WASHINGTON – The U.S. Court of Federal Claims has upheld the Navy’s termination for default of a contract with McDonnell Douglas and General Dynamics for the A-12 stealth attack aircraft, the Justice Department announced today.
In 1988, the Navy awarded the $4 billion fixed-price contract for development of the A-12, which was to be a stealthy, carrier-based attack aircraft. The program encountered serious technical difficulties, and in 1991, then Secretary of Defense Dick Cheney terminated the A-12 program because it was substantially over budget and behind schedule. The Navy subsequently terminated the contract for default, without ever receiving a single plane.
The contractors challenged the termination, resulting in 16 years of litigation. The court originally overturned the termination, holding that then Secretary of Defense Cheney had wrongfully terminated the A-12 program over the Navy’s objections.
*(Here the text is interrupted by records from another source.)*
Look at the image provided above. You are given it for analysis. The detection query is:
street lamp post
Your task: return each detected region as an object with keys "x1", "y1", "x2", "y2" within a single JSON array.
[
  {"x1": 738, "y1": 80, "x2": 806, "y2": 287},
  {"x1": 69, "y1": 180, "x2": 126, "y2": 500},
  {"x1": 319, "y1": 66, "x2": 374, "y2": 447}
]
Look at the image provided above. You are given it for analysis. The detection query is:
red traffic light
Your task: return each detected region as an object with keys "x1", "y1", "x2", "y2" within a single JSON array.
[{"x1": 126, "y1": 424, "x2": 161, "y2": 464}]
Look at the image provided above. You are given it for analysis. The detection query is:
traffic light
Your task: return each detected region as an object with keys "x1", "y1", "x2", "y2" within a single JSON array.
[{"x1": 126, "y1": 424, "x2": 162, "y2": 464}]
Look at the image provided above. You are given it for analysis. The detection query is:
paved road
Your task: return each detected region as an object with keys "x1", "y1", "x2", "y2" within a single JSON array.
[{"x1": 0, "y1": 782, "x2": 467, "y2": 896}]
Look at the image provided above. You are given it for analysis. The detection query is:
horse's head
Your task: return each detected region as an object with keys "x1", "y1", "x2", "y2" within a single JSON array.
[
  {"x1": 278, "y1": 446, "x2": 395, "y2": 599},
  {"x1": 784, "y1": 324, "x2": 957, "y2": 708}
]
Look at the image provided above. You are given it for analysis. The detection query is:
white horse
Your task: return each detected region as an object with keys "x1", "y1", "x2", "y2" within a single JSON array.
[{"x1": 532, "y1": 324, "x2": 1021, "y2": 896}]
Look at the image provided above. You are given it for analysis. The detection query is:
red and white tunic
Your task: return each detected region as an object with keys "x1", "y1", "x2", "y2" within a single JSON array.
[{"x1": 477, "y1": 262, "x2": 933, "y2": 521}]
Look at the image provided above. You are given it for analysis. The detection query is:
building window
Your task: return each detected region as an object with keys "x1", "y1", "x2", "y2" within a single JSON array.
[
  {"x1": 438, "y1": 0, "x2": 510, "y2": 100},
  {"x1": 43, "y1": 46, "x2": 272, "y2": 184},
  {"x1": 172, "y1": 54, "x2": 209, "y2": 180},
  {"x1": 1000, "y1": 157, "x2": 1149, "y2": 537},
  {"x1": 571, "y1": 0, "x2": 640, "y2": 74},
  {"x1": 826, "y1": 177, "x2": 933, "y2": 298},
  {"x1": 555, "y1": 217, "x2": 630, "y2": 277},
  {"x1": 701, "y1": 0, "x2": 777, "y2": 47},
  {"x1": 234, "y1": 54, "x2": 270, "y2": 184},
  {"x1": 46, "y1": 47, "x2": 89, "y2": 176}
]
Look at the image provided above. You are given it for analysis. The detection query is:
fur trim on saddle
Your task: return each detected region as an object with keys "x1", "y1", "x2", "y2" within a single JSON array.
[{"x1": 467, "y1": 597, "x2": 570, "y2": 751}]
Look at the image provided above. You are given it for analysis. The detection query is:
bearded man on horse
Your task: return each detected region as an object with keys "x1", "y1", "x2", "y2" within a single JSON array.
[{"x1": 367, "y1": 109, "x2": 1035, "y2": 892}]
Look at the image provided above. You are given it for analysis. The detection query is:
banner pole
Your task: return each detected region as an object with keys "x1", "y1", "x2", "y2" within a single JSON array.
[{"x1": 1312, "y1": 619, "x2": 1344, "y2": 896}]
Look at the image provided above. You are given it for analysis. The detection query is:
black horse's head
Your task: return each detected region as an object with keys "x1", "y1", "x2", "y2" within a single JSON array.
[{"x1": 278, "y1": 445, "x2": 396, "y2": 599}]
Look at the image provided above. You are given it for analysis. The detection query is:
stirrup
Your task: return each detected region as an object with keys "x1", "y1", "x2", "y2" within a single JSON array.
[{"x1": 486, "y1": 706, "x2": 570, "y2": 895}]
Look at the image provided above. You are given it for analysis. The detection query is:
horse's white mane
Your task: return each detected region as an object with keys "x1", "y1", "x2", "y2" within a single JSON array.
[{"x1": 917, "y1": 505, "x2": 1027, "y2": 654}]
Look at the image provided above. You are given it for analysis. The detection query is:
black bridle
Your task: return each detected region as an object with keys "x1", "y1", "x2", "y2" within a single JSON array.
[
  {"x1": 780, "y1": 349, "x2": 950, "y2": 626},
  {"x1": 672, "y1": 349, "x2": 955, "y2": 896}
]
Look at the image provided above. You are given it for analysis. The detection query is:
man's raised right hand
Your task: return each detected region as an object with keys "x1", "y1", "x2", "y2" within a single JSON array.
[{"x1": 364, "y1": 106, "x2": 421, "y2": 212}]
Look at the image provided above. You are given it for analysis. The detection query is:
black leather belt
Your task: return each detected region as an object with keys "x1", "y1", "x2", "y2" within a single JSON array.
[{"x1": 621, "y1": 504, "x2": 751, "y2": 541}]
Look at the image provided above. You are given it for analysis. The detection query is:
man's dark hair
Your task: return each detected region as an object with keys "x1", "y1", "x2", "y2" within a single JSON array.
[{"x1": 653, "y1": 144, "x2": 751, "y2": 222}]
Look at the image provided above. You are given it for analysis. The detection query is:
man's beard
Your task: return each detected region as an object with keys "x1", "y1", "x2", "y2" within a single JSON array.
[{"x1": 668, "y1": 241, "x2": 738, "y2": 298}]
Following two appeals, the court held that the Navy had properly terminated the contract for default.
“We are gratified by the court’s decision, which explains why the Navy was within its rights to terminate the contract for default and protect the American taxpayer’s interests, and hopefully will bring this long litigation closer to resolution,” said Deputy Assistant Attorney General Michael F. Hertz.
Unless the judgement is overturned on appeal, the contractors will be required to return to the government payments of about $1.35 billion, plus interest, a sum which currently exceeds $2.6 billion.